For the sixth day in a row, GBP/USD maintained its negative trend, though the rate of decrease eased. Before bouncing back to 1.2140, the pair hit a low of 1.2110. Despite the market’s apparent risk aversion, the USD/CHF exchange rate increased and topped 0.9200. The Relative Strength Index (RSI) is at a record high of 85.50 on the daily chart.
The risk-off mood had a negative effect on the Australian Dollar (AUD). As long as it is below the 0.6355 level, the AUD/USD pair will continue to see bearish pressure. The price of the pair closed at its lowest level since November. Australia is anticipated to announce a 0.3% increase in retail sales for August on Thursday.
Similar to the US Dollar, the New Zealand Dollar (NZD) fell against it for a second day in a row, although the pair’s price managed to hold above the 0.5900 mark. The New Zealand ANZ Business Confidence survey will be made public on Thursday.
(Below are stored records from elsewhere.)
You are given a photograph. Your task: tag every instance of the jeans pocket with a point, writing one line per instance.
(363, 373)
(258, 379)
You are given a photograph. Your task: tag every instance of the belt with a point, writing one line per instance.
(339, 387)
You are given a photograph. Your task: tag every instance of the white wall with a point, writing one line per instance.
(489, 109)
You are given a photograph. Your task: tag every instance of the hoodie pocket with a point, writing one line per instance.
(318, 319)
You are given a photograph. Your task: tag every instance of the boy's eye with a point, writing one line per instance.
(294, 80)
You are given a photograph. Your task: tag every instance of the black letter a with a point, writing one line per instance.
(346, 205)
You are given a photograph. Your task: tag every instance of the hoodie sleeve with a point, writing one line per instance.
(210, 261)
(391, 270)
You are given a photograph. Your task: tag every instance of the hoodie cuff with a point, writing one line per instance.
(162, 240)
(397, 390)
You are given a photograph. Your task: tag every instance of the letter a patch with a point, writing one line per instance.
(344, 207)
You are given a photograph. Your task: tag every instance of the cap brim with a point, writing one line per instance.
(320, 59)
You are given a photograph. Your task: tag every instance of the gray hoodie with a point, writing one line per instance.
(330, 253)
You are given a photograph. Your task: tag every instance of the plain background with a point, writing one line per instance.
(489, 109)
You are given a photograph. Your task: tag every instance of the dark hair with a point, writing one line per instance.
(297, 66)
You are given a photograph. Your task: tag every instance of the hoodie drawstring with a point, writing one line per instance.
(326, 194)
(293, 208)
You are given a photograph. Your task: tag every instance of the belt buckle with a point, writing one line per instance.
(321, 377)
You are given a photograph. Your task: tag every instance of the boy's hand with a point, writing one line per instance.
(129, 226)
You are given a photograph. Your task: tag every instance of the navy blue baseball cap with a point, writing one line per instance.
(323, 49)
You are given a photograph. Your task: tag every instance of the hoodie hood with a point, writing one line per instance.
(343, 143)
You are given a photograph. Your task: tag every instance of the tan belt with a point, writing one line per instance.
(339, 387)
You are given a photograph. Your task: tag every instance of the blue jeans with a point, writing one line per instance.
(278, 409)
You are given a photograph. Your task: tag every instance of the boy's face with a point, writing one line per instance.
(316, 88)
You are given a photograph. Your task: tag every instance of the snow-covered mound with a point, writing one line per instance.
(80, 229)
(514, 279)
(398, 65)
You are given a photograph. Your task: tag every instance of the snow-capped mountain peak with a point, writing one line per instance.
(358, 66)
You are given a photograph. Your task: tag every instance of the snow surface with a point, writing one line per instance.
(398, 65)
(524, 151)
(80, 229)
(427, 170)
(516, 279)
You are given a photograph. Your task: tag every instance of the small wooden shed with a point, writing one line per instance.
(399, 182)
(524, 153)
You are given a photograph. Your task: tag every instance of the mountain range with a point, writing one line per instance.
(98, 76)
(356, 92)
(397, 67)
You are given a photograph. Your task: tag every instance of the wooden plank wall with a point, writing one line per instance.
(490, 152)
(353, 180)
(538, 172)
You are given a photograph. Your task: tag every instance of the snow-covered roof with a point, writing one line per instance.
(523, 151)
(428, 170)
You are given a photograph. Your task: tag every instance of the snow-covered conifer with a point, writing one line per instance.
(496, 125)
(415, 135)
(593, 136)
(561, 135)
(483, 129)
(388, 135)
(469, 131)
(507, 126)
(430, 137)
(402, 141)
Other major currencies underperformed the Canadian Dollar (CAD), which led to a slight drop in the USD/CAD rate to 1.3500. The Loonie was boosted by the increase in crude oil prices. WTI crude oil’s price increased by 3.50% and surpassed $93.50.
The price of gold, in contrast, fell below $1,900 and plummeted to $1,872, hitting its lowest point since March. Silver dropped 1.25% to $22.40, and now traders are looking to monthly lows and the $22.00 medium-term support.